2025-06-10 カロリンスカ研究所(KI)
<関連情報>
- https://news.ki.se/newborns-with-health-problems-are-at-higher-risk-of-dying-into-adolescence
- https://jamanetwork.com/journals/jamapediatrics/fullarticle/2835130
新生児期の重症罹患率と乳児期および青年期後期までの全死因死亡率および原因別死亡率 Severe Neonatal Morbidity and All-Cause and Cause-Specific Mortality Through Infancy and Late Adolescence
Hillary Graham, MS; Kari Johansson, PhD; Martina Persson, MD, PhD; et al
JAMA Pediatrics Published:June 10, 2025
DOI:10.1001/jamapediatrics.2025.1873
Key Points
Question Is a severe neonatal morbidity (SNM) diagnosis during the first 27 postnatal days associated with later mortality after surviving the neonatal period?
Findings In this cohort study of 2 million live-born singleton infants, 49 225 (2.4%) were diagnosed with SNM. Children with SNM had higher rate of postneonatal death than those without SNM.
Meaning These findings suggest that SNM is associated with an increased risk of childhood mortality.
Abstract
Importance Severe neonatal morbidity (SNM) has been associated with neonatal and early life mortality, yet its longer-term associations and cause-specific mortality remain unknown.
Objectives To examine the association between SNM during the first 27 postnatal days and all-cause and cause-specific mortality from infancy through late adolescence.
Design, Setting, and Participants This population-based cohort study was conducted in Sweden and involved 2 098 752 live-born singleton neonates with 22 or more weeks’ gestation, born between January 2002 and December 2021, who survived and did not emigrate during the neonatal period. Mortality data were collected through March 2023, and data analysis was performed from July 2024 to December 2024.
Exposures Neonates with any SNM diagnoses or procedures within 27 days after birth.
Main Outcomes and Measures The primary outcomes were all-cause mortality and cause-specific mortality from 28 days up to a maximum of 21.2 years. Adjusted hazard ratios (aHRs) and 95% confidence intervals were estimated using Cox proportional hazards models and adjusted for infant and maternal characteristics. A sibling-control analysis was also performed.

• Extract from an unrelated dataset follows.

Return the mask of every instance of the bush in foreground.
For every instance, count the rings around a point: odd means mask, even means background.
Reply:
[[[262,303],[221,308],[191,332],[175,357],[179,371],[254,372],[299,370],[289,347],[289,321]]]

Results Among 2 098 752 children included in the study, 49 225 children (2.4%) were diagnosed with SNM during the neonatal period. During the median (IQR) follow-up duration of 10.5 (5.7-15.6) years, overall 3618 children died. The mortality rate for children with SNM was 1.81 per 1000 person-years compared with a rate of 0.13 per 1000 person-years for those without SNM, with an aHR of 5.92 (95% CI, 5.27-6.64). Neonatal neurological conditions were the leading morbidity, associated with a 17.67-fold increase in all-cause mortality after 28 days of life (95% CI, 15.08-20.71). The aHRs for the association between SNM and all-cause mortality were higher in female children than in male children and in those born at term. SNM was associated with elevated mortality risk from infections and disorders in the nervous, circulatory, respiratory, and metabolic systems until the earliest date of death, censoring due to emigration, or the end of follow-up. Sibling-control analysis showed the associations were unaffected by familial confounding.
Conclusions and Relevance Findings from this cohort study suggest that SNM may be a significant risk factor for childhood mortality. Efforts to prevent SNM, as well as early identification and long-term follow-up care, may help further reduce mortality.